The Fisher Transform indicator is a fairly simple histogram oscillator. It is not based on standard methods and builds its calculations on max / min prices for previous periods on the basis of the relationship between extrema and the current price.
Depending on the direction, Fisher calculates for the previous time period the ratio of either highs (for a rising trend) or lows (for a falling trend) with the current price and, depending on this, recommends either buy or a sell trade.

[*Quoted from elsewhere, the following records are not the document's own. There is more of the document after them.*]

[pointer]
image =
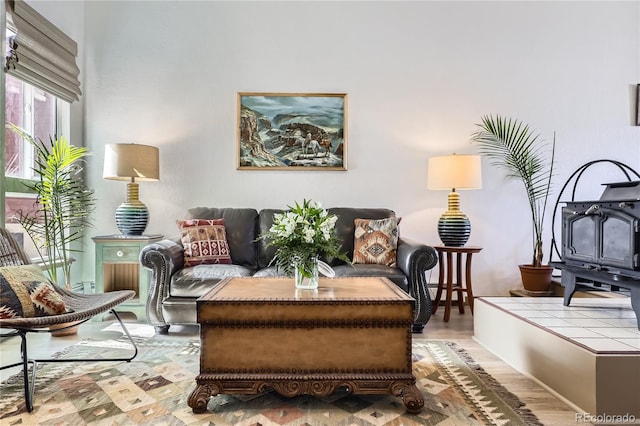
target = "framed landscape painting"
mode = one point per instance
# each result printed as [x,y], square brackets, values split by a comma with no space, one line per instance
[292,131]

Fisher Transform indicator installation and setup
The procedure is standard to attach the Fisher Transform indicator to your MetaTrader platform charts. You will first need to download the indicator as a single file with the *. ex4 (5) extension, which is then copied to … \ MetaTrader \ MQL4 (5) \ Indicators folder. After installation on the price chart, the indicator is located in an additional window. There are indicator versions for both the MT4 and MT5 platforms.
How to use the Fisher Transform indicator?
The signals from the Fisher Transform indicator are simple to use. We evaluate the direction of the trend by the color, blue meaning bullish and red meaning bearish. The strength of the trend is determined by the size of the column.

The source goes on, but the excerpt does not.